Training: For each proposal:
- Only train the mask branch for GT-matched positive proposals (IoU > 0.5)
- Use the GT class to select which mask channel to compute loss on
- Loss: sigmoid BCE on 28×28 binary mask
Inference:
- Select mask channel corresponding to predicted class
- Apply sigmoid → binary threshold at 0.5
- Resize from 28×28 back to proposal bounding box size
- Paste into full image canvas
Semantic vs Instance Segmentation
| Semantic | Instance | |
|---|---|---|
| Distinguishes instances? | No | Yes |
| Same-class objects | Same label | Different IDs |
| Handles overlap? | No | Yes |
| Output | H×W label map | N masks per image |
| Typical architecture | FCN, U-Net, DeepLab | Mask R-CNN, SOLO |
Panoptic segmentation = semantic + instance combined (every pixel labeled + every instance identified).
Loss Function
$$\mathcal{L}{total} = \mathcal{L}{rpn_cls} + \mathcal{L}{rpn_reg} + \mathcal{L}{cls} + \mathcal{L}{reg} + \mathcal{L}{mask}$$
The mask loss $\mathcal{L}_{mask}$ is sigmoid BCE (not softmax CE):
- Each of the K masks is predicted independently
- No competition between classes forces the network to learn class-specific masks
- During training: only use mask for GT class → no noise from other classes
Modern Variants
| Model | Improvement | Speed |
|---|---|---|
| Mask R-CNN | Baseline | ~5 FPS (ResNet-50) |
| SOLO | No RoIs, direct per-position masks | ~10 FPS |
| SOLOv2 | Dynamic convolutions | ~15 FPS |
| PointRend | Render masks at uncertain boundary points | +1-2 mAP |
| Mask2Former | Transformer-based, universal segmentation | SOTA |
Interview Questions
Q: Why does Mask R-CNN predict K masks (one per class) instead of 1 mask with K classes?

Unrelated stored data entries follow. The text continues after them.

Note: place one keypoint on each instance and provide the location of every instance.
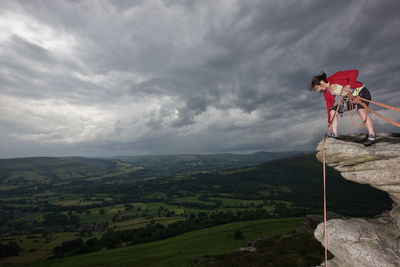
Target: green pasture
(184, 249)
(142, 222)
(5, 187)
(34, 249)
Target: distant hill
(44, 169)
(47, 169)
(206, 162)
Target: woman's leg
(334, 121)
(367, 119)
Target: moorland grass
(184, 249)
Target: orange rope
(324, 171)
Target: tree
(238, 235)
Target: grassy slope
(183, 249)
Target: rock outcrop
(358, 241)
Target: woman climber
(332, 86)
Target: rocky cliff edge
(365, 241)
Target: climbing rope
(353, 101)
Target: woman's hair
(316, 80)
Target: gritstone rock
(357, 241)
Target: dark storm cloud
(118, 77)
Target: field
(184, 249)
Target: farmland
(61, 207)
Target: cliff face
(365, 242)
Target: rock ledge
(357, 241)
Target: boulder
(361, 241)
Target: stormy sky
(108, 78)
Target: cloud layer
(147, 77)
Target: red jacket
(343, 78)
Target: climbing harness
(352, 102)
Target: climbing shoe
(332, 134)
(370, 141)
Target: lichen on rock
(358, 241)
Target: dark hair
(316, 80)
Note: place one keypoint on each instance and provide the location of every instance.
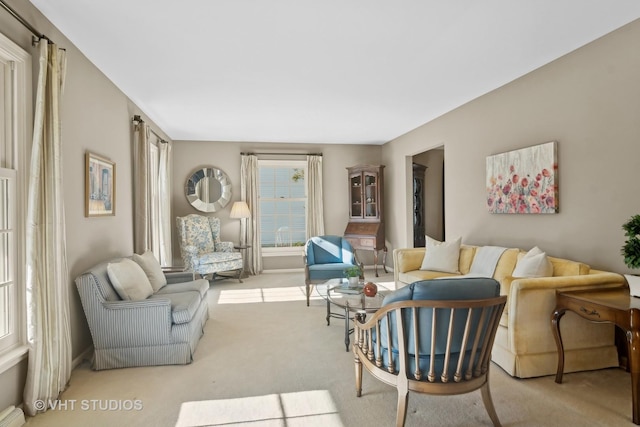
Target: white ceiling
(321, 71)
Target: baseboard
(85, 355)
(12, 417)
(301, 270)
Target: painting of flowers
(523, 181)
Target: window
(154, 161)
(15, 99)
(283, 202)
(9, 329)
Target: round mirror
(208, 189)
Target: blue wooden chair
(433, 337)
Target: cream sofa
(524, 345)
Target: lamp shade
(240, 210)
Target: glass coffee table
(337, 292)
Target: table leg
(555, 322)
(346, 327)
(384, 259)
(328, 310)
(633, 339)
(375, 261)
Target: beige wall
(189, 155)
(96, 117)
(588, 101)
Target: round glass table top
(339, 293)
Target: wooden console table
(613, 305)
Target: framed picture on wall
(523, 181)
(100, 186)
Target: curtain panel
(47, 281)
(141, 207)
(152, 196)
(314, 214)
(251, 229)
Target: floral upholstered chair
(201, 249)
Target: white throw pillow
(129, 280)
(152, 269)
(534, 264)
(441, 256)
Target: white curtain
(249, 193)
(152, 195)
(164, 200)
(314, 214)
(47, 286)
(141, 196)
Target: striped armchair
(162, 329)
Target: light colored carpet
(263, 343)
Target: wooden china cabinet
(365, 229)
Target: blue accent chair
(326, 257)
(433, 337)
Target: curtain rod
(282, 154)
(138, 119)
(26, 24)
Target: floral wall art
(523, 181)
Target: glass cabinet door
(371, 195)
(356, 187)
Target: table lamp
(240, 210)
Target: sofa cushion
(533, 264)
(201, 286)
(148, 262)
(565, 267)
(129, 280)
(441, 256)
(184, 305)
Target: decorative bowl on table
(370, 289)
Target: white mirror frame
(200, 202)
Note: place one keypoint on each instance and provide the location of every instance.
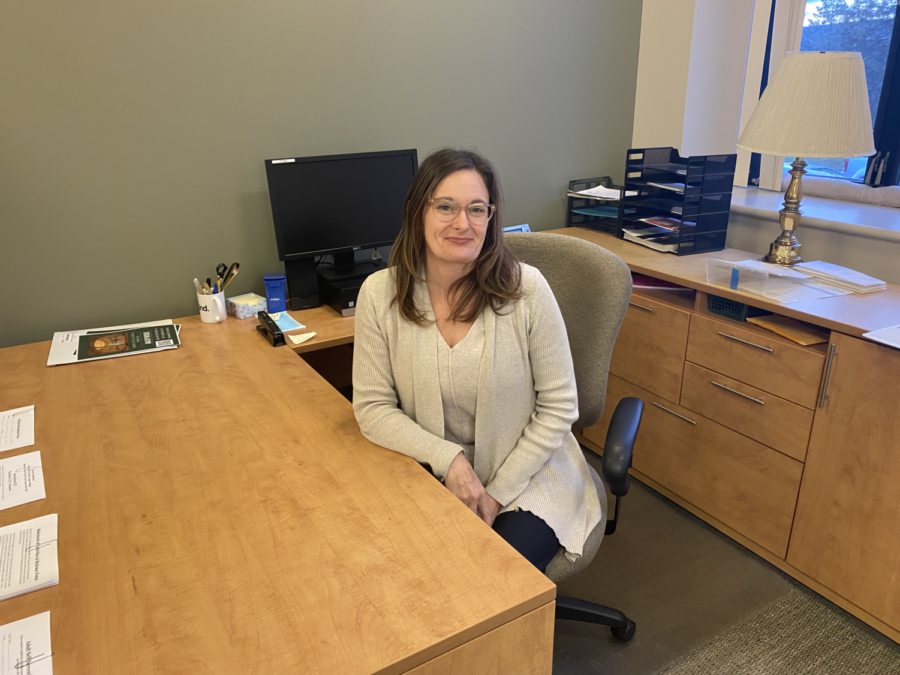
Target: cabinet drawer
(742, 483)
(650, 348)
(768, 419)
(788, 371)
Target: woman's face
(458, 241)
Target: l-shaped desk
(219, 511)
(792, 451)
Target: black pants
(525, 532)
(529, 535)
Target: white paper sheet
(17, 428)
(21, 480)
(774, 270)
(889, 336)
(822, 268)
(28, 556)
(601, 192)
(25, 646)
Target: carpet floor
(704, 604)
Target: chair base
(573, 609)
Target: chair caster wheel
(624, 634)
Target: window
(872, 28)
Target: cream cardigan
(525, 453)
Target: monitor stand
(345, 267)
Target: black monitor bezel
(270, 163)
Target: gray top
(526, 454)
(458, 374)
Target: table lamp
(817, 105)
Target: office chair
(592, 287)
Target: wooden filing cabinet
(773, 421)
(847, 528)
(735, 479)
(757, 357)
(793, 451)
(651, 346)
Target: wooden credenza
(792, 451)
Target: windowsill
(861, 220)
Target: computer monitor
(338, 203)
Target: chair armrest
(619, 445)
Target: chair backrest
(592, 287)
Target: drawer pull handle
(672, 412)
(745, 342)
(825, 379)
(735, 391)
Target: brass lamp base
(785, 250)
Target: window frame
(785, 30)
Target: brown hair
(495, 278)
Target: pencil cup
(212, 308)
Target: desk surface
(851, 314)
(219, 511)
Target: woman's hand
(488, 508)
(463, 482)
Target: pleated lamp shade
(816, 106)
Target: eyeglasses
(447, 210)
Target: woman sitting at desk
(462, 362)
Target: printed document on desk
(25, 646)
(889, 336)
(64, 347)
(28, 556)
(21, 480)
(17, 428)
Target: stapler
(269, 329)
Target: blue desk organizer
(276, 292)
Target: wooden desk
(331, 329)
(744, 429)
(219, 511)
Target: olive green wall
(132, 135)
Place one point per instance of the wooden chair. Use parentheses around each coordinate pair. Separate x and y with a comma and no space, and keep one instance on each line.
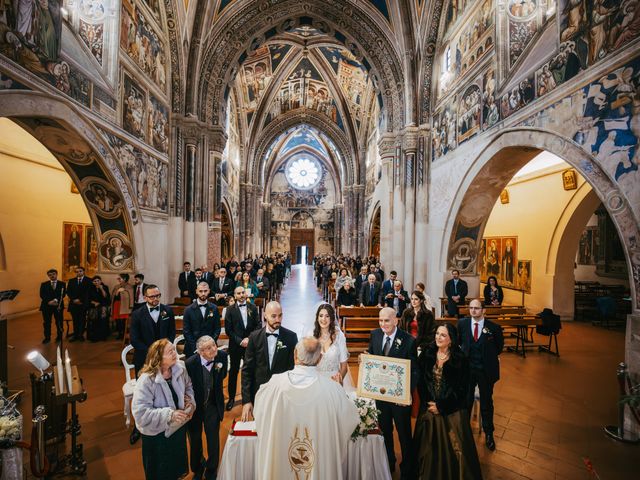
(129,384)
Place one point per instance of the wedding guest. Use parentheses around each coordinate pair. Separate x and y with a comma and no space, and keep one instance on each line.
(333,363)
(121,308)
(493,294)
(443,439)
(98,314)
(163,402)
(52,304)
(390,341)
(427,299)
(207,370)
(249,286)
(418,321)
(347,296)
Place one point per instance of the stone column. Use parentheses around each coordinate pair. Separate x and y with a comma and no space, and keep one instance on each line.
(409,153)
(387,152)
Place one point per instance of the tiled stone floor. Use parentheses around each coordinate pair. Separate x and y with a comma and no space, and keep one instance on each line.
(549,411)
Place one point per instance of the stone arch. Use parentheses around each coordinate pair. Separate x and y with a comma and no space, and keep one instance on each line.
(238,27)
(494,167)
(255,161)
(88,159)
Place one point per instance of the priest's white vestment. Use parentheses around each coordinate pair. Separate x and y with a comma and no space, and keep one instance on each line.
(304,423)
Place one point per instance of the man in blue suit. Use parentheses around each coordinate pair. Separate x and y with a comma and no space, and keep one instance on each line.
(482,341)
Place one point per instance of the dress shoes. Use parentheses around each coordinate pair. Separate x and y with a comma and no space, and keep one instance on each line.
(134,437)
(490,442)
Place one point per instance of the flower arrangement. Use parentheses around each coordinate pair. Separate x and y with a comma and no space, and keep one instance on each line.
(10,423)
(368,417)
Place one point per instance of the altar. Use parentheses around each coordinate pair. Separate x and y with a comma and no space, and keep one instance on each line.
(366,458)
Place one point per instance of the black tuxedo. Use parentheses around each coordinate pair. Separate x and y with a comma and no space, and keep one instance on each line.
(484,364)
(403,346)
(144,331)
(236,331)
(185,282)
(79,291)
(195,325)
(262,292)
(402,304)
(209,412)
(365,295)
(47,294)
(227,288)
(450,290)
(256,370)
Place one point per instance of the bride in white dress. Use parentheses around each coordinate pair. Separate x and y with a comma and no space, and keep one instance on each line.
(333,363)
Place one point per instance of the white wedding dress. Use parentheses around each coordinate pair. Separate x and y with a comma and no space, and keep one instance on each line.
(331,359)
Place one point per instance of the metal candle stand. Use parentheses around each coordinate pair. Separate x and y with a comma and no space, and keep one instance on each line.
(56,425)
(618,432)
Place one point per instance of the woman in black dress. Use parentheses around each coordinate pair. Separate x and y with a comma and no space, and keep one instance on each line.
(443,438)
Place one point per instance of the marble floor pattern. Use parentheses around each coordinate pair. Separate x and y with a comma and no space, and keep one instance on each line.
(549,411)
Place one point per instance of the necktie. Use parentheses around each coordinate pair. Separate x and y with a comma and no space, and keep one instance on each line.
(387,346)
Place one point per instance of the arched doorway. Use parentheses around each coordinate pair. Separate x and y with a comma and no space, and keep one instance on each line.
(492,170)
(226,240)
(374,234)
(89,162)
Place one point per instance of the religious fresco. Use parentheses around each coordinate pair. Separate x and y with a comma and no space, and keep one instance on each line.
(147,175)
(467,43)
(142,44)
(294,208)
(444,131)
(158,125)
(304,88)
(134,105)
(257,71)
(469,113)
(599,26)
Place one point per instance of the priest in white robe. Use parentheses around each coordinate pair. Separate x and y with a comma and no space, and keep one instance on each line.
(304,422)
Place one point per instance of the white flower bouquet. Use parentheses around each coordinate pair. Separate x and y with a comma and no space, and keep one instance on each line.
(368,417)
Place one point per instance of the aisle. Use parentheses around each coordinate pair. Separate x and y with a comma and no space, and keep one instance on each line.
(300,299)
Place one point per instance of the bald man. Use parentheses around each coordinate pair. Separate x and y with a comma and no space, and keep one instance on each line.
(269,350)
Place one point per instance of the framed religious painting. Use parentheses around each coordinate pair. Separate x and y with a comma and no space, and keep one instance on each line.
(72,248)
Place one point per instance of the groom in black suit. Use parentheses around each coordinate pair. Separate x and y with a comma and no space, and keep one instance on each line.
(270,350)
(390,341)
(207,370)
(482,341)
(240,320)
(52,303)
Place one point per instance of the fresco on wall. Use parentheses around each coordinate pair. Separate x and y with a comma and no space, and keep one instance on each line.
(293,208)
(469,113)
(602,26)
(444,131)
(304,88)
(147,174)
(490,110)
(158,125)
(142,44)
(469,42)
(134,101)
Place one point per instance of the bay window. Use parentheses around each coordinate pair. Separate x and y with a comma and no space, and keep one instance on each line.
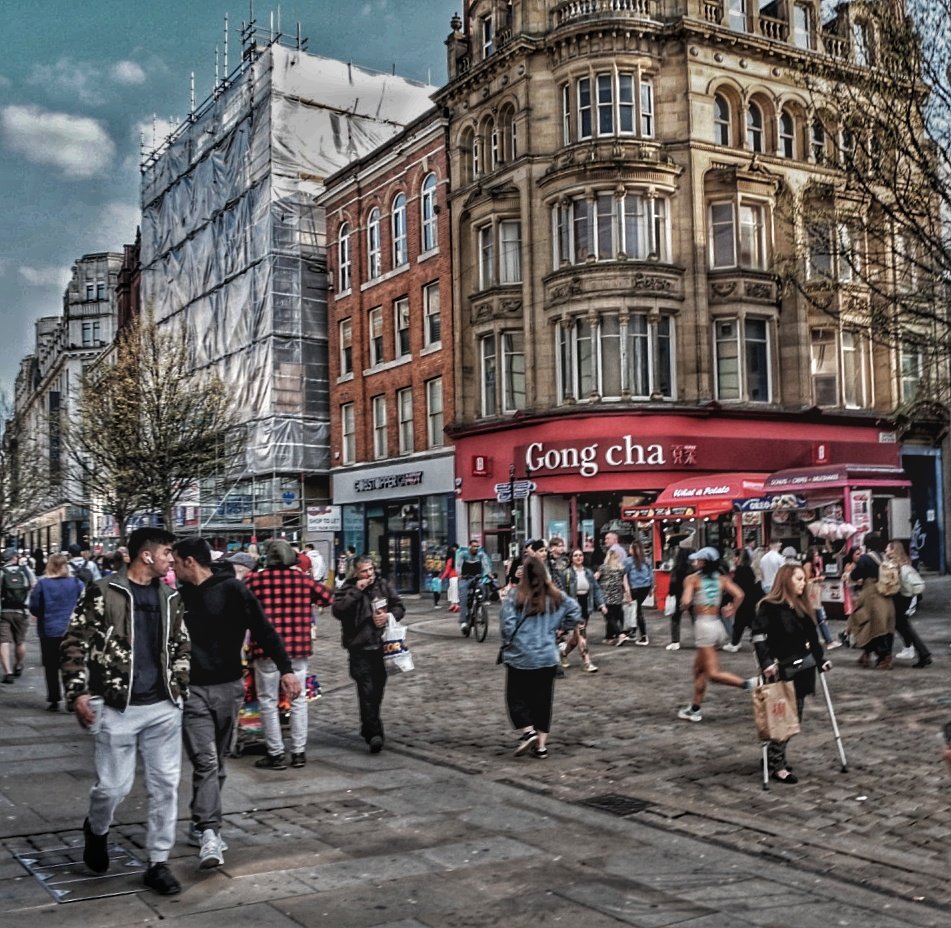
(609,227)
(606,105)
(616,356)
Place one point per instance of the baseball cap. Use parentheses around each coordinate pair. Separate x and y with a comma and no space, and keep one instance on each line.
(243,559)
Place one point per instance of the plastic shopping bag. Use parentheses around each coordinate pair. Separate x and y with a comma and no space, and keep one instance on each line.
(396,656)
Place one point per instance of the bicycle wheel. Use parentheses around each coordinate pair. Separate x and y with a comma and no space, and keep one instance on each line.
(481,621)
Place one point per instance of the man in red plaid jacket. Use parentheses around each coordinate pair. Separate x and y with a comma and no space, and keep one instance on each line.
(287,596)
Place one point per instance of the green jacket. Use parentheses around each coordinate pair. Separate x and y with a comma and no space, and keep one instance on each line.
(96,653)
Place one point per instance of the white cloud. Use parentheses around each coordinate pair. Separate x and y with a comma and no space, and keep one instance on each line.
(46,276)
(112,226)
(127,72)
(77,146)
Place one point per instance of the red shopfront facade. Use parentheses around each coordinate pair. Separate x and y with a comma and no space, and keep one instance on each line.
(581,469)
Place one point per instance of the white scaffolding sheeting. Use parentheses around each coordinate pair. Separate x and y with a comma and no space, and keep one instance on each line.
(224,249)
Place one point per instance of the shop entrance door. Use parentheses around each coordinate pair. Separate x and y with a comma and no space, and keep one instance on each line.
(402,561)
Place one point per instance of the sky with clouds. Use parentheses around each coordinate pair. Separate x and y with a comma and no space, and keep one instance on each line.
(81,82)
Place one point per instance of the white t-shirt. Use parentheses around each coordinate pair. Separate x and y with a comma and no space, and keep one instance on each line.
(769,566)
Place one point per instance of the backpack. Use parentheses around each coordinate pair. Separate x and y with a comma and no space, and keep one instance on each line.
(15,587)
(889,582)
(911,582)
(83,572)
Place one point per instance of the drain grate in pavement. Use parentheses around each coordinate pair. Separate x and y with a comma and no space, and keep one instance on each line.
(62,873)
(615,804)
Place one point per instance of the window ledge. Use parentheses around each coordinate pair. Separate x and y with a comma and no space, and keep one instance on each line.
(388,365)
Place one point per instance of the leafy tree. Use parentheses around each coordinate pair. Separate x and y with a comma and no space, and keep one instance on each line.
(149,428)
(875,243)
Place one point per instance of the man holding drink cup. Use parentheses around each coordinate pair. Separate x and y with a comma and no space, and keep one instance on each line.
(363,604)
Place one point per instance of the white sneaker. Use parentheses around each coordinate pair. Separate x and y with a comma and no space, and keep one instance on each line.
(210,855)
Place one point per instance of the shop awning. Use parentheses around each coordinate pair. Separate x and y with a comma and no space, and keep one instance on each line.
(835,476)
(710,494)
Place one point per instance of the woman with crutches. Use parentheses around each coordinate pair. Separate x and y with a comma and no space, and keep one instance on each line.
(788,648)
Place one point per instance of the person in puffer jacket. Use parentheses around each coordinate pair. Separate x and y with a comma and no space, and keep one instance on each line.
(125,663)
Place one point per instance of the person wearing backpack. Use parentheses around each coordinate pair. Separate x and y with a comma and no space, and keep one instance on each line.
(910,585)
(52,602)
(81,566)
(872,622)
(16,581)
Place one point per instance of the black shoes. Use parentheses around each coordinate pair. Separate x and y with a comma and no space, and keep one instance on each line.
(161,879)
(96,850)
(272,762)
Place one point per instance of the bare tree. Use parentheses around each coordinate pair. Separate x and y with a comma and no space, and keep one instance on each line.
(149,428)
(872,226)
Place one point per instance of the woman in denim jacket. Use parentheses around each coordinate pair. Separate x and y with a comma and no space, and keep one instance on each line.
(531,614)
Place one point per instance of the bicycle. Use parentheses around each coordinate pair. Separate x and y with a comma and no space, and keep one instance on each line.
(477,610)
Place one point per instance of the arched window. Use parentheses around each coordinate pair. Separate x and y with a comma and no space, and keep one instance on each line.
(427,205)
(755,135)
(343,258)
(398,230)
(787,135)
(721,120)
(373,244)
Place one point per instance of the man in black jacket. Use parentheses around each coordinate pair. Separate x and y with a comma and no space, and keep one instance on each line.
(219,611)
(363,604)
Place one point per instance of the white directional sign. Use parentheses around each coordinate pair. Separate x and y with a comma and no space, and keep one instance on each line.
(522,488)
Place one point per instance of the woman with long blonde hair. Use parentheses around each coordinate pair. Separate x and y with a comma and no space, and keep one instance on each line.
(788,648)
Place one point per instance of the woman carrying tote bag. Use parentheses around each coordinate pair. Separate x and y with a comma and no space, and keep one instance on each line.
(788,648)
(531,615)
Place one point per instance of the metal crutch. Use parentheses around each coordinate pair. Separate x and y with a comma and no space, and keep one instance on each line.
(835,726)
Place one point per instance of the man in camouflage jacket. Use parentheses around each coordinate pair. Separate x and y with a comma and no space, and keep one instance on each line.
(125,661)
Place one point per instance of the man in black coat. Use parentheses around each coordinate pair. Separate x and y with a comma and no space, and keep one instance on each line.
(363,604)
(219,611)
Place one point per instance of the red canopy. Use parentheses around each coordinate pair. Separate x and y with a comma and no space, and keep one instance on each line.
(711,494)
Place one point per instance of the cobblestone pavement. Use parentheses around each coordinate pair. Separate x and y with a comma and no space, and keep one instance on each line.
(885,823)
(446,828)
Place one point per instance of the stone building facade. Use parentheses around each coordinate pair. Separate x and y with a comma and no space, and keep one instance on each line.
(629,178)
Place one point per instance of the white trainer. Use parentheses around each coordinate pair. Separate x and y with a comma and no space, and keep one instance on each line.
(210,855)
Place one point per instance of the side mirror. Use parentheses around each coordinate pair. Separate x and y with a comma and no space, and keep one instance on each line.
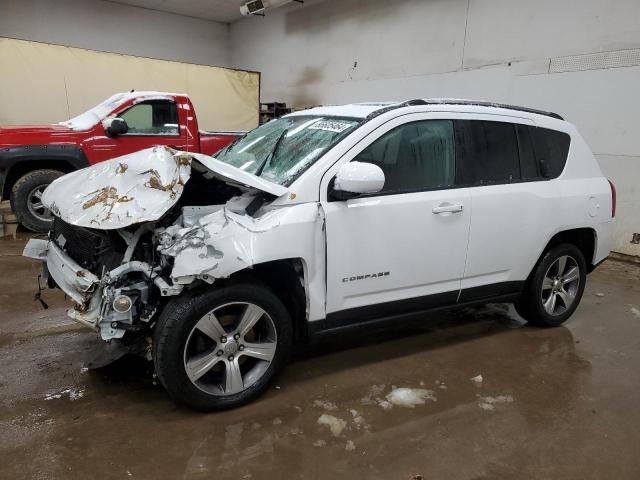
(115,126)
(356,178)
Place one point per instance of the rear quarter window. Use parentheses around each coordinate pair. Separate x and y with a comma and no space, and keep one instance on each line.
(551,149)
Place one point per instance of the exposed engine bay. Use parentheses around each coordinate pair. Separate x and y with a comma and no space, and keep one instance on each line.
(120,257)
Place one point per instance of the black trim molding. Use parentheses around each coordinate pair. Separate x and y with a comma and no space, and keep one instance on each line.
(381,313)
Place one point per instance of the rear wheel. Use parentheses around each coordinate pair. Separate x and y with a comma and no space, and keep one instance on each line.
(554,291)
(26,199)
(220,348)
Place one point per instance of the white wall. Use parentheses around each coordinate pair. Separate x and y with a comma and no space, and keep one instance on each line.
(336,51)
(112,27)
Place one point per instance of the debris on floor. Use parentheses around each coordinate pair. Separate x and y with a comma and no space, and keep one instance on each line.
(489,403)
(74,394)
(336,425)
(410,397)
(325,404)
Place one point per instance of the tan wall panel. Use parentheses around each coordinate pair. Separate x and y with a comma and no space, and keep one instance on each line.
(42,83)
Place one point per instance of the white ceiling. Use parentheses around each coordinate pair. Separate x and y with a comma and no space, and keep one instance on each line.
(227,11)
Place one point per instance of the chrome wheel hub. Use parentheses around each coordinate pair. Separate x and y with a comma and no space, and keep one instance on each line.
(560,285)
(230,348)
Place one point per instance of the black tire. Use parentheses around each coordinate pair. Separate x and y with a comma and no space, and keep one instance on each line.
(20,198)
(531,305)
(173,332)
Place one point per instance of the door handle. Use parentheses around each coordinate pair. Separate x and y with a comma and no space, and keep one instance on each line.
(447,208)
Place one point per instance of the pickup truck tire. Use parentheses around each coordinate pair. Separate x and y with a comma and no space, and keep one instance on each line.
(220,348)
(25,196)
(555,288)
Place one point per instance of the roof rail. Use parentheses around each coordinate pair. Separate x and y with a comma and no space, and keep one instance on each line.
(445,101)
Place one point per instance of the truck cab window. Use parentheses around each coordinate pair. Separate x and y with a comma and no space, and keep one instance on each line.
(155,117)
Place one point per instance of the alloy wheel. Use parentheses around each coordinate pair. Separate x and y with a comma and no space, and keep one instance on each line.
(230,348)
(560,285)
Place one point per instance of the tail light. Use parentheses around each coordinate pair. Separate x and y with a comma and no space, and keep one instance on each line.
(613,199)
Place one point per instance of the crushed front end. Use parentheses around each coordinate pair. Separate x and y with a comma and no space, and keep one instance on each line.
(115,241)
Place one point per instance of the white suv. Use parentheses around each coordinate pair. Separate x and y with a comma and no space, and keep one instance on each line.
(323,220)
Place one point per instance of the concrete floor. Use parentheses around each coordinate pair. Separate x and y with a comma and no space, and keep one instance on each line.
(559,403)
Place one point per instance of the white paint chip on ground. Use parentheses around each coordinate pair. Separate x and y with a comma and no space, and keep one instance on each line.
(72,393)
(489,403)
(336,425)
(410,397)
(325,404)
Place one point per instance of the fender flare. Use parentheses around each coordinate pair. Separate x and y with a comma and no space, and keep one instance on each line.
(17,161)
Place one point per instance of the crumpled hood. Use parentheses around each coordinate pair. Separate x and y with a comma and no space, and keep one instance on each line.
(135,188)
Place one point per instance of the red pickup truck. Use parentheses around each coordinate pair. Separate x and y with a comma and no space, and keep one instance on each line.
(31,157)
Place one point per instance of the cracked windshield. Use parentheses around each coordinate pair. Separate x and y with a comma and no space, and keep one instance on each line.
(282,149)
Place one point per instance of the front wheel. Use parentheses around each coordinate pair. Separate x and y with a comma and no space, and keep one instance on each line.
(554,290)
(220,348)
(26,199)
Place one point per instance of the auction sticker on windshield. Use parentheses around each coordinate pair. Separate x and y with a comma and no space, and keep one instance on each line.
(331,126)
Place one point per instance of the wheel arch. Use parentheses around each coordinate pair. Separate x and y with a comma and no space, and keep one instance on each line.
(585,238)
(17,162)
(286,278)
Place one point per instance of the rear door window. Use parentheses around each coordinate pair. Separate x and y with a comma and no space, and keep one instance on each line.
(487,153)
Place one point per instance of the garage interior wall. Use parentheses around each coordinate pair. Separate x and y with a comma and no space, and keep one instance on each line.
(580,58)
(63,81)
(112,27)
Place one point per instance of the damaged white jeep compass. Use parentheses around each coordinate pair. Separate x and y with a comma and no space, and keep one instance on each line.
(324,219)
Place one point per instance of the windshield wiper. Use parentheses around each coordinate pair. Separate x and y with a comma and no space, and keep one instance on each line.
(271,153)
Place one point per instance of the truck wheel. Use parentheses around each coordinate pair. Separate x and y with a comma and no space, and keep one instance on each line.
(554,291)
(26,199)
(220,348)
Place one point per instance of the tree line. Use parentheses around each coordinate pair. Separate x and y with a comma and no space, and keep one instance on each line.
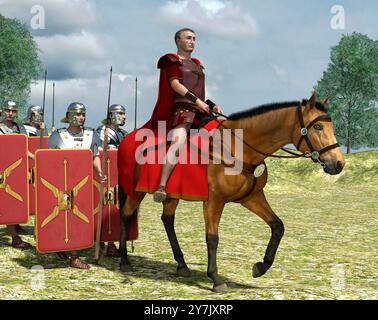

A: Using K independent binary masks decouples mask prediction from classification. Each binary sigmoid mask doesn't need to "compete" with other classes — it only asks "is this pixel part of class k?". Using softmax would force the model to classify every pixel even within the mask head, introducing entanglement. The selected mask (at inference: the predicted class's mask) will be cleaner and more accurate. This design choice yielded a 3+ point mAP improvement over single-channel mask prediction.
Q: How does Mask R-CNN handle overlapping instances?
A: Each proposal generates an independent mask crop. The model processes them separately, so masks can overlap in image coordinates. At output, overlapping masks are handled by confidence — typically the highest-confidence instance "wins" each pixel, or both masks are kept and the caller resolves the overlap (e.g., rendering order by confidence). Occlusion handling for heavily overlapping objects (like stacked items) remains a weakness; SOLO-based methods handle it better via position-based instance separation.
Q: What is the typical training procedure for Mask R-CNN on a custom dataset?
A: (1) Start from COCO-pretrained weights (all backbone + FPN + RPN + heads pretrained); (2) Fine-tune all components with discriminative LRs (backbone 0.1× LR, heads 1× LR); (3) Use 1× or 3× training schedule (12 or 36 epochs on COCO); (4) Data augmentation: horizontal flip, multi-scale train (480-800px shorter edge), optional mosaic. For small datasets (< 1000 images), freeze BatchNorm layers (model.backbone.body.freeze_bn()) and use batch size ≥ 2 (BN stat accuracy degrades with batch=1).